Depois de conseguir o ouro, os americanos procuraram um navio assim que chegaram ao Cairo. Apesar de estarem dispostos a pagar uma fortuna, o navio só partiria no dia seguinte, então tiveram que voltar para a pousada. Ao entrarem no quarto, viram uma múmia meio podre de pé ao lado da cama, segurando dois cadáveres já secos. Assustados, começaram a atirar com suas armas, mas balas comuns não faziam efeito contra a múmia. Ela avançava lentamente, prestes a transformar os dois em múmias quando um gato que passava perto do piano a assustou e a fez fugir. Eles sobreviveram, mas ficaram extremamente assustados — só então lembraram que Jonathan mencionara algo parecido durante uma partida de cartas.

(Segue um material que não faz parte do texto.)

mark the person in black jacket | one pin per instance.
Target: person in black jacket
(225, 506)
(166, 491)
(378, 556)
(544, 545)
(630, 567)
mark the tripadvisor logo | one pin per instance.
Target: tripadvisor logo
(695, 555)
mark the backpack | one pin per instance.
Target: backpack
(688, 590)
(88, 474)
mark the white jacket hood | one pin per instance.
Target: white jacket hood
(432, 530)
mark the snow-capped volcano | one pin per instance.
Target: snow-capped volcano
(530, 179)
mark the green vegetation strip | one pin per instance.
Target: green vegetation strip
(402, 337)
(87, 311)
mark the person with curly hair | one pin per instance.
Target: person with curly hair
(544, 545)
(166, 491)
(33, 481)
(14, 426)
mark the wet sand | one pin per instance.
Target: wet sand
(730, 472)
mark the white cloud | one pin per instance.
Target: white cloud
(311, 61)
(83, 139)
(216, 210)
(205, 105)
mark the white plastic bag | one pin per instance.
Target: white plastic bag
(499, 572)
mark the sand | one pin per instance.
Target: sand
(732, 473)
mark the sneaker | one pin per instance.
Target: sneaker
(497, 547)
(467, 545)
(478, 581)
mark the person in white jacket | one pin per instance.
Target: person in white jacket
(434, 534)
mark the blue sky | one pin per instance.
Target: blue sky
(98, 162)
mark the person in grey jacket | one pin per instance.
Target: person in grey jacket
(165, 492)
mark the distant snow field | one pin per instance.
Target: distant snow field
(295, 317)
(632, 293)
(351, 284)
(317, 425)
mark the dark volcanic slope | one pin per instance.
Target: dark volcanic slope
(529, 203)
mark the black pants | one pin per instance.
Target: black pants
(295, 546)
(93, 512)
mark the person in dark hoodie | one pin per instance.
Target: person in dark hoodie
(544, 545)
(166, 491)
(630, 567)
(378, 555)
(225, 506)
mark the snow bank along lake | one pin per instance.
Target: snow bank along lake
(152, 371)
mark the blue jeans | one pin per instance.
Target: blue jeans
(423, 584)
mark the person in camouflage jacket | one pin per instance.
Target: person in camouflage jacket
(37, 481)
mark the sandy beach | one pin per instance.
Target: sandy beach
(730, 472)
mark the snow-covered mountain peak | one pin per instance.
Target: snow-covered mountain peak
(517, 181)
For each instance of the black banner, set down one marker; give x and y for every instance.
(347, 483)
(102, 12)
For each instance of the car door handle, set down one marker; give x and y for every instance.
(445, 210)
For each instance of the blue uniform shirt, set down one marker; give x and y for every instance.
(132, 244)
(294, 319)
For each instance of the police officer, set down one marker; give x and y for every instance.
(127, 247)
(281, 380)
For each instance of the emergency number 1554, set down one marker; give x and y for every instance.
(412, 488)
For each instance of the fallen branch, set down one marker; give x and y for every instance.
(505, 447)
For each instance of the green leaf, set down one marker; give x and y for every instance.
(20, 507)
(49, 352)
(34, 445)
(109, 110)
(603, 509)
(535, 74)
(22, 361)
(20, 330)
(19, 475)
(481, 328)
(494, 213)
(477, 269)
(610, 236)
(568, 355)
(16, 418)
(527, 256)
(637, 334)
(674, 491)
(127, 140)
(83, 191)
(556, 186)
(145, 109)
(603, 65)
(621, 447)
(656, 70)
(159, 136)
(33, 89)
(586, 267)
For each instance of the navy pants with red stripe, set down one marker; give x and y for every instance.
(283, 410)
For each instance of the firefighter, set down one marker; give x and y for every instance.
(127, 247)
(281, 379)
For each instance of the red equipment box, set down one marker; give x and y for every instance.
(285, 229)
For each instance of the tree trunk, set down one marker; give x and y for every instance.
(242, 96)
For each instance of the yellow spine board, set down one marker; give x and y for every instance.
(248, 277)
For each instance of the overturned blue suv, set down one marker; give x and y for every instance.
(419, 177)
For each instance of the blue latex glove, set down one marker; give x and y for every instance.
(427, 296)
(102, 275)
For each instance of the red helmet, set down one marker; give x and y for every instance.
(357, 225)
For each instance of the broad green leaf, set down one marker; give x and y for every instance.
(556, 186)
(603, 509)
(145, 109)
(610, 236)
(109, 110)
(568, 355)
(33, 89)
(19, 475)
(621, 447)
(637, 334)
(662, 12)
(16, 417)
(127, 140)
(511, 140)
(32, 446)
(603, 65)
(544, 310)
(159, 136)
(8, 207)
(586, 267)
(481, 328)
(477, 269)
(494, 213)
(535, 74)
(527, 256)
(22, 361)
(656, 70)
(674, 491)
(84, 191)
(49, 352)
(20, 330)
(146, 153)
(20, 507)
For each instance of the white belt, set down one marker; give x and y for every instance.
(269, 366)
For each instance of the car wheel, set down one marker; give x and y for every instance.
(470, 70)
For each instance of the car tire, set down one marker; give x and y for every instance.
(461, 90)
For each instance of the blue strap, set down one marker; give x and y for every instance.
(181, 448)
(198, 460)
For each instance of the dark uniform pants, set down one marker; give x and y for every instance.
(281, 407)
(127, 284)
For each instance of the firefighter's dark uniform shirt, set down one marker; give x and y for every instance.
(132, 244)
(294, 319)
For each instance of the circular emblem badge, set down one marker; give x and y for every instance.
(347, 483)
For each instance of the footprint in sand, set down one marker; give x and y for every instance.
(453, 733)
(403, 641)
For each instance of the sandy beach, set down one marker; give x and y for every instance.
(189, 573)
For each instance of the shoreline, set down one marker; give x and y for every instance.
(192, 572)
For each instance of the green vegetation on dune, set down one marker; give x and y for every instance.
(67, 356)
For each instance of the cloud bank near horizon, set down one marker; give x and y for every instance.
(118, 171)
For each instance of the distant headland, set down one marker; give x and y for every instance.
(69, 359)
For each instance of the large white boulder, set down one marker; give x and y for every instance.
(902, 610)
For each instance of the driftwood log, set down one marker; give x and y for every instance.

“Isso mesmo!” Eve exclamou animadamente. “No mito egípcio, o gato é o guardião do submundo, e a múmia é um morto-vivo. O gato é seu inimigo mortal! Vocês notaram que Zheng Zha e os outros sempre carregam um gato? Eles já previam que poderiam enfrentar múmias, por isso trouxeram um gato para proteção. Será que nós também podemos carregar um gato conosco?”
“Exato, o gato é o guardião do submundo. Enquanto a múmia não estiver totalmente ressuscitada, o gato pode contê-la temporariamente. Mas ouçam com atenção: é só enquanto ela não estiver totalmente revivida. Quando isso acontecer... estaremos completamente indefesos!”
Enquanto os cinco avançavam pelo portão rumo ao interior do museu, discutiam sobre as múmias. De repente, uma voz fria e inesperada interrompeu a conversa. Todos ergueram a cabeça e viram o diretor do museu ao lado de um homem de barba grande, vestido com um manto preto... Esse homem era o guardião do túmulo que os atacara várias vezes!